Nathalie Wood un insanın icini parcalayan nemli güzel bakislariyla asik oldugu, sevdigine kavusamadigi bir filmin esliginde sizim sizim sizlayarak felsefe yapmis iken ve her zamanki bilgisayarima iyi geceler dileme ritüelimin son perdesini Derkenar ile indirmeye hazirlanirken, pat, yaziniz ile karsilastim.

Bari ben de bir seyler söyleyeyim di mi?

Filmi izlerken arka planda cekip gitmeleri de kiyasladim dogal olarak ve en aciklisi belki yine Nathalie yüzündendir, yüreklerden cekip gitmekmis gibi geldi.

Bir yürekten toparlanip gitmenin, cicek acmayi ve de meyveye durmayi da pesinden sürükleyip götürdügünü, bir hoscakal ile neleri hangi olasiliklari yitirmis oldugunu belirleyememenin insana ayaklarini sürüttürdügünü düsünüp durmustum. Hakliydim da bu gece cok fena.

Sipidik terlikli bir sevgiliden bos kalan bir kalpten sözetmeyelim de, cekip gittiginiz yer Star gazetesi olsun. O cekip gitme ya da gitmeye calisma, cok fena bak söylemedi demeyin.

Sevgilerimle…

Madonna - 16 Eylül 2008 (00:55)

Rahatsızlığım yüzünden gazete okumayı da bırakınca, ilk 3-4 yazı dışındakileri okuyamamıştım. Hazır biraz toparlanmışken (ve gazete web sitesinden yazıları kaldırmadan) neredeyse bütün günümü yazıları okumakla geçirdim. Tam da Derkenar'daki yazılar tadında yazmaya başlayınca ayrılık hasıl olmuş.

Şaşırdım desem en azından kendim için inandırıcı olmaz. Beklediğim bir durumdu. Ben ayrılığa değil, başlangıca biraz şaşırmıştım. Neo-Liberal Komandolar (12 Eylül öncesi Sol'a bindiren başka komandolar vardı. Şimdi aynı işlevi Liberal/Neo Liberaller görüyor) gibi yazılarına kırk takla attırmayacağına, değirmene su taşıyan adam olmayacağına göre acaba nasıl yazacak ve orada nasıl barınabilecek diye epey bir meraklanmıştım.

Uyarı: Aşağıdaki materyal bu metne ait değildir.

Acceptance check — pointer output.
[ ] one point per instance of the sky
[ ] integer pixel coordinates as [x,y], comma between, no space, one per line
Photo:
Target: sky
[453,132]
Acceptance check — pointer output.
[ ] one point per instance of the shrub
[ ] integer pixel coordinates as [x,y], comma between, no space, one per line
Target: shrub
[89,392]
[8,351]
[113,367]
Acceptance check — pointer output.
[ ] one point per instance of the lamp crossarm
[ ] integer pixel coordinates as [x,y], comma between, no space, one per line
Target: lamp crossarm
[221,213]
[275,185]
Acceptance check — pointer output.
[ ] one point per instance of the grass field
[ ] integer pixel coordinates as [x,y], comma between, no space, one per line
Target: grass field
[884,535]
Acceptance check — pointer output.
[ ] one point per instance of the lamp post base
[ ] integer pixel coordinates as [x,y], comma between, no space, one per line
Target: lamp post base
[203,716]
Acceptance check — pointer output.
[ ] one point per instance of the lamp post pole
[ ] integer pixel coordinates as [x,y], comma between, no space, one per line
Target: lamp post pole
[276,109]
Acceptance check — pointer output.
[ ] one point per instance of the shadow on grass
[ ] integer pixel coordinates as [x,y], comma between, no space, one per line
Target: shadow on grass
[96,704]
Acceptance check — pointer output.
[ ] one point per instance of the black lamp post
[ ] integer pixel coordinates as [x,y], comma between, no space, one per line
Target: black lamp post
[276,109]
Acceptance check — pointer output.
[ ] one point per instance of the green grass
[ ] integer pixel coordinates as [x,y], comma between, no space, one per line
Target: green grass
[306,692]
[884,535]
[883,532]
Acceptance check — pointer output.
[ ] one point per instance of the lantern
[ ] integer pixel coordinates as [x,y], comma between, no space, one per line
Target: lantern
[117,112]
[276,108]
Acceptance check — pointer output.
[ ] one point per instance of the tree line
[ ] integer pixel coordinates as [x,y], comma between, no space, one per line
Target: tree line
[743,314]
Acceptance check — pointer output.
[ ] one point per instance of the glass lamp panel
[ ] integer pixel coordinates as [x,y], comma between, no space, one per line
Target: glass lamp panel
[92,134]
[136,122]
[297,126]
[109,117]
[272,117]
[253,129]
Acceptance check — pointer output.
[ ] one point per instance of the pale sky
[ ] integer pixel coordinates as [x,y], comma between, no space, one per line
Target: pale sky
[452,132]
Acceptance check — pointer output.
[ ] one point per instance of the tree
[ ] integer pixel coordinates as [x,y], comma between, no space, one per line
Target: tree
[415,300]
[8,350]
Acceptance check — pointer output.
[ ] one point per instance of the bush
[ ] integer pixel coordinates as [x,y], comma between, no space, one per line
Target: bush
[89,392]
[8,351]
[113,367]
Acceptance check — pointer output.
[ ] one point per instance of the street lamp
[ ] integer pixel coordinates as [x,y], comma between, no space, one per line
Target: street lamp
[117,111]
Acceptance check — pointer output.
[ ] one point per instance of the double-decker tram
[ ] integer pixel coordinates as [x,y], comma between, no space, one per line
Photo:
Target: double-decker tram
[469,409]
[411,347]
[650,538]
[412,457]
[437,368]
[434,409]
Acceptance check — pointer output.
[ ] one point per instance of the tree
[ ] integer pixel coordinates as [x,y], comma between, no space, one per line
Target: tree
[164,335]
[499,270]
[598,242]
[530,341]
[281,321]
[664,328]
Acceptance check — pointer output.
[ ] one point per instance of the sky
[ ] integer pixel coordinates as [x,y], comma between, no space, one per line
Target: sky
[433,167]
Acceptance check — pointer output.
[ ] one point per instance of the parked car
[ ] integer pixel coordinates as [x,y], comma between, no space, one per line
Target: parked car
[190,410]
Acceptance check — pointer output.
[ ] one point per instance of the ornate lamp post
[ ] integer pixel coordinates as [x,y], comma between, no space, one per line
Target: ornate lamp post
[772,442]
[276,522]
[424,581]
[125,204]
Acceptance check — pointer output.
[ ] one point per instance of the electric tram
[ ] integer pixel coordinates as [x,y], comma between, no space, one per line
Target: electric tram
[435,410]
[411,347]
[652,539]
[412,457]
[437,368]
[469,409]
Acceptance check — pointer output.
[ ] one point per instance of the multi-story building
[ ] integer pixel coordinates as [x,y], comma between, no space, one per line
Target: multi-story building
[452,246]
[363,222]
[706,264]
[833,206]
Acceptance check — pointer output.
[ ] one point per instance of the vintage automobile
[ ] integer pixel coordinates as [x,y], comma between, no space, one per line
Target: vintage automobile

Gazetede "Hızlı Gazeteci Star'da" duyurusunu okuduğum gün "bu adamlar ya Hızlı Gazeteci okumamışlar ya da okuduklarını anlamamışlar" düşünceleri geçmişti aklımdan. Zira, Hızlı Gazeteci ne birilerinin değirmenine su taşımıştı, ne de taşınan suyun ucundan kıyısından tutup yardım etmişti. Aksine, böyle adamlarla maraza çıkarıp durmuştu. Şimdi, her daim dik duran o aksi adamdan gereken dersi almışlardır her halde. Benim tavsiyem o çizgi romanları tekrar okusunlar.

Neyse, kısa kesip Derkenar'a tekrar hoş geldin diyeyim: -). Gazete okumasam bile Derkenar okumaya berdevam.

Kâmuran Kızlak - 16 Eylül 2008 (13:40)

Hoşgeldiniz diye kısa ama çoook derin bir lâf edip mesajı gönderecektim ama yorum formu uyarı verip de "meramınızı anlattığınıza emin misiniz" diye sorunca dağıldım. Tekrardan hoş geldiniz, hoooşgeldiniz. Üzüntüleriniz kısa sürsün demiyorum, zaten çok kısacık sürmüş, mutlu oldum. Kendinize iyi bakınız.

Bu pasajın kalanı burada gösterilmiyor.